The municipal leaders of the day were looking at ways to tax the unincorporated areas as they considered the residents, both seasonal and permanent as leeches on their communities. They felt the unincorporated areas only used the municipal infrastructure but contributed nothing to their costs of operation.
The Kenora District Municipal Association (KDMA) at its 1996 annual general meeting in Sioux Lookout formed a committee to look at forming a “modified upper tier” body to enable them to get money from the unincorporated areas.
The unincorporated areas were aware of the plan by the municipalities to form this “modified upper tier” body but were not invited to participate. This was essentially a plan to tax without representation by the municipal leaders.
Unincorporated ratepayers from all areas of the Kenora District gathered at the Oxdrift Fire Hall and formed the District of Kenora Unincorporated Ratepayers Association (DoKURA) and faxed all the municipal leaders and provincial ministers and told them if this “modified upper tier” was going to be formed we had to be included in the process, in fact, we told the municipal leaders that we would be attending the next meeting of the KDMA where the decision would be made based on the committee’s report and recommendation.
The municipalities responded that we would be able to attend if only a few representatives attended, as they didn’t want an unruly crowd. We agreed to this in order to show that we can work together.
Over the next few months we worked together to form and develop a proposal for a “modified upper tier” body and this was to be enabled by legislation under the auspices of the Ministry of Northern Development and Mines and would be called an Area Services Board.
The Province of Ontario, however mandated the District Social Services Administration Boards (DSSABs) under the auspices of the Ministry of Community and Social Services legislation and the Area Services Board legislation was delayed in being introduced to the legislature.
The municipalities didn’t want the DSSABs, the unincorporated ratepayers didn’t want the DSSABs, but we were stuck with them until we could prove to the province that we could provide the mandated services.
Our Association conducted a vote across the Kenora District Area and elected the first representatives to the newly formed Kenora District Services Board. We have four representatives on this board, one for each of the four electoral areas that our Association defined. For the two subsequent elections, our Association was contracted by the Kenora District Services Board to run the election for the unincorporated areas.

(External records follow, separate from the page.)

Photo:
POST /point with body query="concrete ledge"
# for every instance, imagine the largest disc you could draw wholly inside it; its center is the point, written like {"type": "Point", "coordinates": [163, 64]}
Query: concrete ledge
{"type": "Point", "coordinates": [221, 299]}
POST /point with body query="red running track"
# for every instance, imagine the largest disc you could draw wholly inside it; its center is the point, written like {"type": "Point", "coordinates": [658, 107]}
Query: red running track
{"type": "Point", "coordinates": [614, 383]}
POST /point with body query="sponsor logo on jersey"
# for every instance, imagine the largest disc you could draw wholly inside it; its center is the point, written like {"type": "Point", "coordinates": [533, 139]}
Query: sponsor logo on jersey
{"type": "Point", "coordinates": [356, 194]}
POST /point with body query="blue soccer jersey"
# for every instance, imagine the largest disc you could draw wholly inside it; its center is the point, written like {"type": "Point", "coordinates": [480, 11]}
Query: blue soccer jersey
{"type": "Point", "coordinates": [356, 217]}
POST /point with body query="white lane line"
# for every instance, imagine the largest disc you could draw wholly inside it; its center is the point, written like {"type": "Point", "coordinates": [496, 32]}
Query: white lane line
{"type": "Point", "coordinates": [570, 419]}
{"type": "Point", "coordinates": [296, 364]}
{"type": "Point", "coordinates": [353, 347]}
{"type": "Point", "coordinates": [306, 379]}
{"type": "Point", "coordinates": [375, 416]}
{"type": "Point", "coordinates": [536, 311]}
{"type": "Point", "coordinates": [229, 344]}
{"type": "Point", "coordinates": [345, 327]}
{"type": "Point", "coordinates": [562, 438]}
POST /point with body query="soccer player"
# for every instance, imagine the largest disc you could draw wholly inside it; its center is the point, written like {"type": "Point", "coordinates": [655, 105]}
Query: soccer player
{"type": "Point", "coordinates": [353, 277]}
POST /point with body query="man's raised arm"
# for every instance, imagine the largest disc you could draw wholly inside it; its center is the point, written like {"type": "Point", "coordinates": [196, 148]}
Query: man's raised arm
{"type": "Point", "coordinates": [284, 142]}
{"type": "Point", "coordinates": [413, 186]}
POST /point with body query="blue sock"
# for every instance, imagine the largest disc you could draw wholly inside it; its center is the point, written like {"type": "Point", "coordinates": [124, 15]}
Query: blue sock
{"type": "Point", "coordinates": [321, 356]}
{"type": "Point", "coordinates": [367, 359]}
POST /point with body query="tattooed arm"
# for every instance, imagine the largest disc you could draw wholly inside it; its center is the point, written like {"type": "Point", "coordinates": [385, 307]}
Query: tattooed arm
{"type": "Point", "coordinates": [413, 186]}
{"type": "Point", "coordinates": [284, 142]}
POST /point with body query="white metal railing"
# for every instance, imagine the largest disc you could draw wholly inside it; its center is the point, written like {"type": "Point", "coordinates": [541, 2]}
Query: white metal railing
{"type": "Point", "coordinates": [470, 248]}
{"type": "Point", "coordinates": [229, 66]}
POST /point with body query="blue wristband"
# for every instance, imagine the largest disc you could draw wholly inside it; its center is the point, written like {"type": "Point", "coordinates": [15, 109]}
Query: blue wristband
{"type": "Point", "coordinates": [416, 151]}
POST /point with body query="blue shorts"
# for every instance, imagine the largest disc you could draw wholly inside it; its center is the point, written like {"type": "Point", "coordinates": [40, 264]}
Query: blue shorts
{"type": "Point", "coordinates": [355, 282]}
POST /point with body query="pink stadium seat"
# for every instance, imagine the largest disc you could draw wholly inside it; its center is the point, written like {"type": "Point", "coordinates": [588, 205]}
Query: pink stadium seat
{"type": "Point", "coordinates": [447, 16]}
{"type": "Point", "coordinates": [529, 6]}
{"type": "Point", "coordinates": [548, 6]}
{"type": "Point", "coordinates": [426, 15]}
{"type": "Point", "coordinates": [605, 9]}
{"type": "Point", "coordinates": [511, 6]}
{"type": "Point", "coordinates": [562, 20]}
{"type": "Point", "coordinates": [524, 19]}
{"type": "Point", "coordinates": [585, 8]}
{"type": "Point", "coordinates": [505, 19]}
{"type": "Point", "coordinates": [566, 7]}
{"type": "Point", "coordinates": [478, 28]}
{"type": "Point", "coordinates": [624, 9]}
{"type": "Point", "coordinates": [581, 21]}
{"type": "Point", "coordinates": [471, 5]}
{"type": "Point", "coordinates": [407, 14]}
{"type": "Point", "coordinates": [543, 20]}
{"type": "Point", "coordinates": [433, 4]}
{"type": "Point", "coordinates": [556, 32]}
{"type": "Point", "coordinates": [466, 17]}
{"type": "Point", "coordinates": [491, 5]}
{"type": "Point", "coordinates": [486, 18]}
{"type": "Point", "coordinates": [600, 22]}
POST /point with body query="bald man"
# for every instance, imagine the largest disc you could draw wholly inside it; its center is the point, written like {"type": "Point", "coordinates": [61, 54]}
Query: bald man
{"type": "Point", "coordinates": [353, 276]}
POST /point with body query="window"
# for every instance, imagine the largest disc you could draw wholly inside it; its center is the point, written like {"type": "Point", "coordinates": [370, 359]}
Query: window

Since the formation of the Kenora District Services Board, we have worked closely and well with the municipalities to represent the interest of our constituents and members.
Our association spearheaded the movement to have the Federal-Provincial Gas Tax Rebate Program extended to include the unincorporated territories and our work and constant contact with the other Local Road Boards and Local Service Boards across the Province resulted in an allocation of $5.8 million for the unincorporated taxpayers.
We were also instrumental in the formation of the Thunder Bay District Unincorporated Area Ratepayers Association by providing the guidance and experience of our formation.
Three years ago we incorporated our Association under the name of The District of Kenora Unincorporated Areas Ratepayers Association and became the only incorporated association in the Province that represents the unincorporated taxpayers on a district basis.
We continue to work in the best interests of our constituents and members.